Help From Afar Though makers of menstrual products were initially horrified at the idea of a museum, Finley says, Tampax eventually donated about 1,000 boxes of products and files from its archives. Proctor & Gamble sent another 100 boxes of archival items. "People send me things from all over the world," says Finley, who updates the site every two weeks.
Why? The subject "doesn't have a sexual appeal for me," says Finley, 63, a retired Department of Defense employee and lifelong bachelor. "For most people it's a turnoff, and most people are taken aback, men and women. I knew when I started people were going to think I was completely weird and I would be criticized. But I wanted to do something I thought was totally worthwhile."
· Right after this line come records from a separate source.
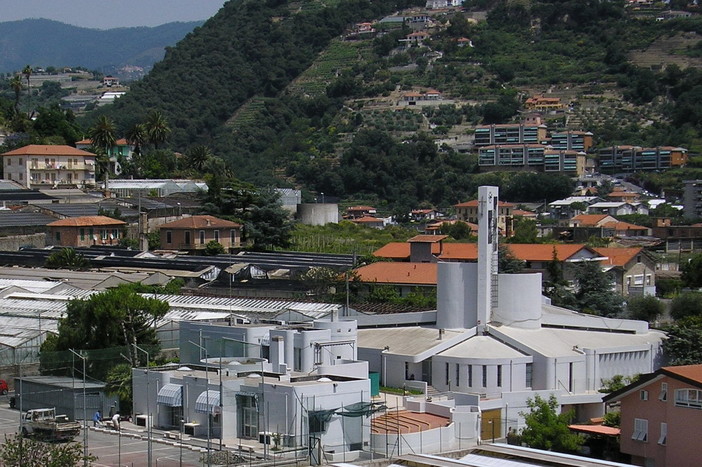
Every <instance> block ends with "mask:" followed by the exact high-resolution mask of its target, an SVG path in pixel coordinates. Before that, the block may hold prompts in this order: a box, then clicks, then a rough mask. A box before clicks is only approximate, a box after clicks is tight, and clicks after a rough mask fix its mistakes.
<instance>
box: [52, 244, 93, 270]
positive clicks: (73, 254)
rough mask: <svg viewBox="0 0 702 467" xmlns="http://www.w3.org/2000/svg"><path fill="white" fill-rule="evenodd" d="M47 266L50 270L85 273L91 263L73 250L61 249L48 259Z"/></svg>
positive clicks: (86, 258) (83, 256) (83, 257)
mask: <svg viewBox="0 0 702 467" xmlns="http://www.w3.org/2000/svg"><path fill="white" fill-rule="evenodd" d="M45 266H46V267H47V268H49V269H73V270H76V271H84V270H86V269H88V268H89V267H90V261H89V260H88V259H87V258H86V257H85V256H83V255H82V254H81V253H77V252H76V250H74V249H73V248H61V249H60V250H59V251H57V252H55V253H51V254H50V255H49V256H48V257H47V258H46V263H45Z"/></svg>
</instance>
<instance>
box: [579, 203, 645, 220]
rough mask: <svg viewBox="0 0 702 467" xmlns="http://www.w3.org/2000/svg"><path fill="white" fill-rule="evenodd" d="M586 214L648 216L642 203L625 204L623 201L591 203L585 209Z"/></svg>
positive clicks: (612, 215)
mask: <svg viewBox="0 0 702 467" xmlns="http://www.w3.org/2000/svg"><path fill="white" fill-rule="evenodd" d="M587 212H588V214H609V215H610V216H621V215H627V214H644V215H648V206H646V204H644V203H638V202H634V203H627V202H623V201H600V202H597V203H593V204H591V205H589V206H588V208H587Z"/></svg>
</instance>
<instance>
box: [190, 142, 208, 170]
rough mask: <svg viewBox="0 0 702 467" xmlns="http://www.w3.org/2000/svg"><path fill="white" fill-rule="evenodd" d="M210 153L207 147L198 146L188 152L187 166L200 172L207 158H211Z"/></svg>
mask: <svg viewBox="0 0 702 467" xmlns="http://www.w3.org/2000/svg"><path fill="white" fill-rule="evenodd" d="M212 156H213V155H212V151H211V150H210V148H209V147H207V146H205V145H203V144H200V145H198V146H195V147H194V148H192V149H190V151H188V165H189V166H190V167H192V168H193V169H195V170H197V171H198V172H202V168H203V167H204V166H205V163H206V162H207V160H208V159H209V158H211V157H212Z"/></svg>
Adverse Reactions? "Oh, boy. The worst reaction was from my family. My stepmother told me more than once I'd disgraced the family name. I got pretty depressed about that. She hasn't spoken to me in 12 years," says Finley. When he meets new people, "I try not to tell them; I'm past that. I tell them I paint portraits, which I do."
Anyone With, Um, a Prurient Interest? "Oh, yeah. It's both men and women. There haven't been many [fetishists], but when I had the museum open maybe three men visited who were intensely interested in this and afraid of anyone finding out about it, including their spouse. One guy from California got divorced when his wife found out about his interest in menstruation. But I don't think they're dangerous. They're shy about it. As far as I can tell, they're not doing anything illegal."